The good news is that you don’t have to fly high. If you elect to ascend to the middle sky, the Corvalis TT still offers good speed under friendlier conditions. In our case, we strapped on the masks and climbed to 17,500 feet, the highest VFR altitude, and watched the TAS climb to an eventual 213 knots, 3.5 nm a minute. That’s more than half the speed of a typical VLJ at a quarter of the purchase price and probably a sixth of the operating cost.

Forget the 235-knot spec; even at 213 knots, you could easily transit the lower United States in less than a workday with only one fuel stop. This airplane could easily beat door-to-door airline time over substantial distances if you needed to fly to destinations not served by a major-hub airport.

Fuel burn on our flight was about 18.5 gph at the max cruise setting, so our fuel supply would have allowed four hours’ endurance plus reserve, worth an easy 850 nm and then some. Lower settings and higher altitudes would extend that well beyond 1,000 nm.

Like the old Cessna T210, the Corvalis TT thrives on long-distance cruise. The airplane is stable as a table and loves to stretch out and fly to the far horizon. Using reduced power settings, the airplane will log up to 1,250 nm at a sitting. With contoured seats, a copious interior and good soundproofing, both the Corvalis models should make good platforms for owner/operators.

Cessna has fully embraced the Garmin G1000/GFC 700 integrated avionics glass panel, and that system now graces the panel of both of the former Columbia airplanes. Synthetic vision is the latest avionics miracle, and it re-creates the view ahead so accurately, you’d think you were peering through a forward-looking TV screen. (I flew the latest iteration of Garmin’s Synthetic Vision Technology recently in conjunction with the Sun ’n Fun Air Show, and the artificial depiction of the lakes around Lakeland, Fla., was so accurate, it was missing only the boat wakes.)

The Cessna Corvalis TT joins the Cirrus SR22-G3 Turbo for top fixed-gear honors among the big-cabin four-seaters. Diamond may be introducing its DA50 Super Star in the near future, expanding the class to three models. It should be fun to watch the sales competition between three of general aviation’s most successful companies.

3 Expert G1000 Tips • By Joe Shelton


The G1000 has so many buttons and features that preparing it for flight can be a challenge. There are two things you can do to simplify the process. First, only use the right bezel on the PFD and the left bezel on the MFD. By ignoring the outside bezels—with the exception of the MFD’s FPL button—almost all of the controls you need are contained in the center of the panel. Second, use a flow like a reverse letter W to set up the G1000. Start with the MFD’s FPL button to create or select a flight plan.

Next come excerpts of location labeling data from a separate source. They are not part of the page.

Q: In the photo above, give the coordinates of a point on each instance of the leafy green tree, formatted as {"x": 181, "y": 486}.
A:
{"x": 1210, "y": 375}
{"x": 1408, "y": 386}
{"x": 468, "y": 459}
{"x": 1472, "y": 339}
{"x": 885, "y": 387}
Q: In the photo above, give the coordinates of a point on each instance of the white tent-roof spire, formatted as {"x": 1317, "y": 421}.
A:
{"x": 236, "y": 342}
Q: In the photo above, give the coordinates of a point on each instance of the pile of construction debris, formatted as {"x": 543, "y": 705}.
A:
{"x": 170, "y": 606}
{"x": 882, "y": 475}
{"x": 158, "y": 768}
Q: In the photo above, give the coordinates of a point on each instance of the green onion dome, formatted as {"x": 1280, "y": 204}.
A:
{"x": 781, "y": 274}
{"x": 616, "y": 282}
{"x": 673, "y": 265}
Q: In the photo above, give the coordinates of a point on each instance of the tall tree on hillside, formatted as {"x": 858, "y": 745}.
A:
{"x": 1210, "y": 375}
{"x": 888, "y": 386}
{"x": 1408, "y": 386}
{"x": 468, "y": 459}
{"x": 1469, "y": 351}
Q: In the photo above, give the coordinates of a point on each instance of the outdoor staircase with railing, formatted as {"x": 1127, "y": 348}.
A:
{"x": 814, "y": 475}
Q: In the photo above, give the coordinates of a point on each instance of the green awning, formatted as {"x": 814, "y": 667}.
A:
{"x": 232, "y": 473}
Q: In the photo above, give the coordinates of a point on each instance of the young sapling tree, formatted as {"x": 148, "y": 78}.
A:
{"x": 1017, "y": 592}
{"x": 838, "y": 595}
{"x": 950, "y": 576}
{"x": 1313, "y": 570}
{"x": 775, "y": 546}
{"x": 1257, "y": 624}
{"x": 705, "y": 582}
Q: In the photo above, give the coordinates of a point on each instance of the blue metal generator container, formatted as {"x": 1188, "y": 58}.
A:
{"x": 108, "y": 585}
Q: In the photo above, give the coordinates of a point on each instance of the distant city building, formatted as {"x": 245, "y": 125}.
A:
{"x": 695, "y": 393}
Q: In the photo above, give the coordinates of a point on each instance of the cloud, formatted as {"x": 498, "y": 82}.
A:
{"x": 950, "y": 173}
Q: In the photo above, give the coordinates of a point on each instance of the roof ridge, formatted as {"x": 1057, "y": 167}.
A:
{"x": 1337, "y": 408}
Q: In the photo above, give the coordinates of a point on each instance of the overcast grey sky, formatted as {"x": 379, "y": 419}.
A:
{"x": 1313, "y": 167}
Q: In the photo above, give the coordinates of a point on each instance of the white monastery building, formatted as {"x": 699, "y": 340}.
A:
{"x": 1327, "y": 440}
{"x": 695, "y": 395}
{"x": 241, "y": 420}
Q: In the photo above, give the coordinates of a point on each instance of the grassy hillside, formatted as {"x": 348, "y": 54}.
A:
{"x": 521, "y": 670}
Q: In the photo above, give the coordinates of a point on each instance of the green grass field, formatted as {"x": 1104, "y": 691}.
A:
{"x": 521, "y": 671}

The flow will then follow along the MFD’s soft keys from right to left, up the MFD’s left bezel, setting altitude, autopilot, heading and NAV frequencies; checking the avionics switch panel; down the PFD’s right bezel checking each of the settings; and finally across the PFD’s soft keys and ending at the bottom left of the PFD.


For a VOR check, you could select each VOR separately and center the CDI to check the VOR radial. But for a quicker and easier VOR check, set the #1 and #2 NAV to the same frequency and turn on both bearing pointer needles. You’ll easily be able to see if both needles indicate the same position. Then use the radial values and differences that the needles show to document the check. If you find that they’re different, then you can determine the precise difference by pressing the CDI button to select each VOR, and then manually center the CDI for each.

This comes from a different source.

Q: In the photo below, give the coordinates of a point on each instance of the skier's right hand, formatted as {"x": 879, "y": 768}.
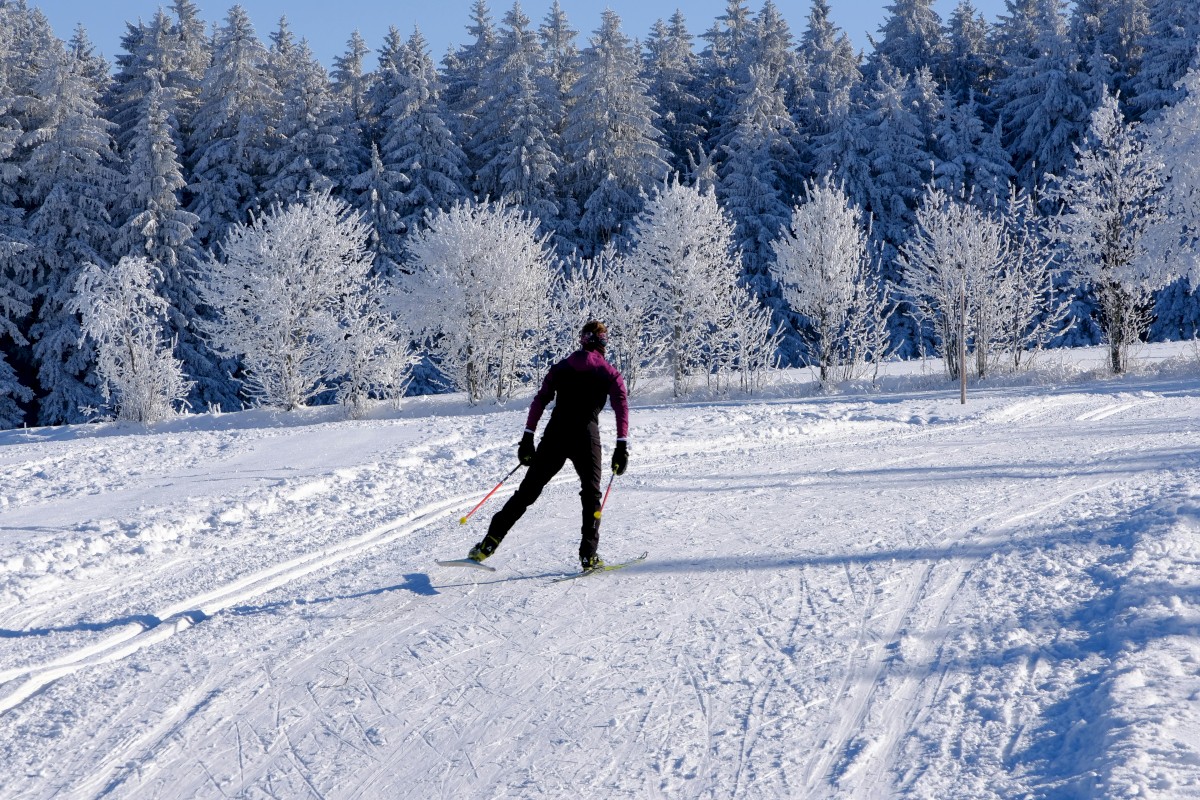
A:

The G1000’s Scheduler function allows you to set four different alerts/reminders. Enter the text of the reminder and then set the time as either periodic, one time or event. These are useful for such things as remembering to change fuel tanks, check fuel consumption, check oxygen consumption, check weather, etc. You can also enter an event for reminders like VOR checks, upgrading the G1000 navigation data, annual inspections, etc. The final field on each scheduled item tells the time remaining before the alert is activated.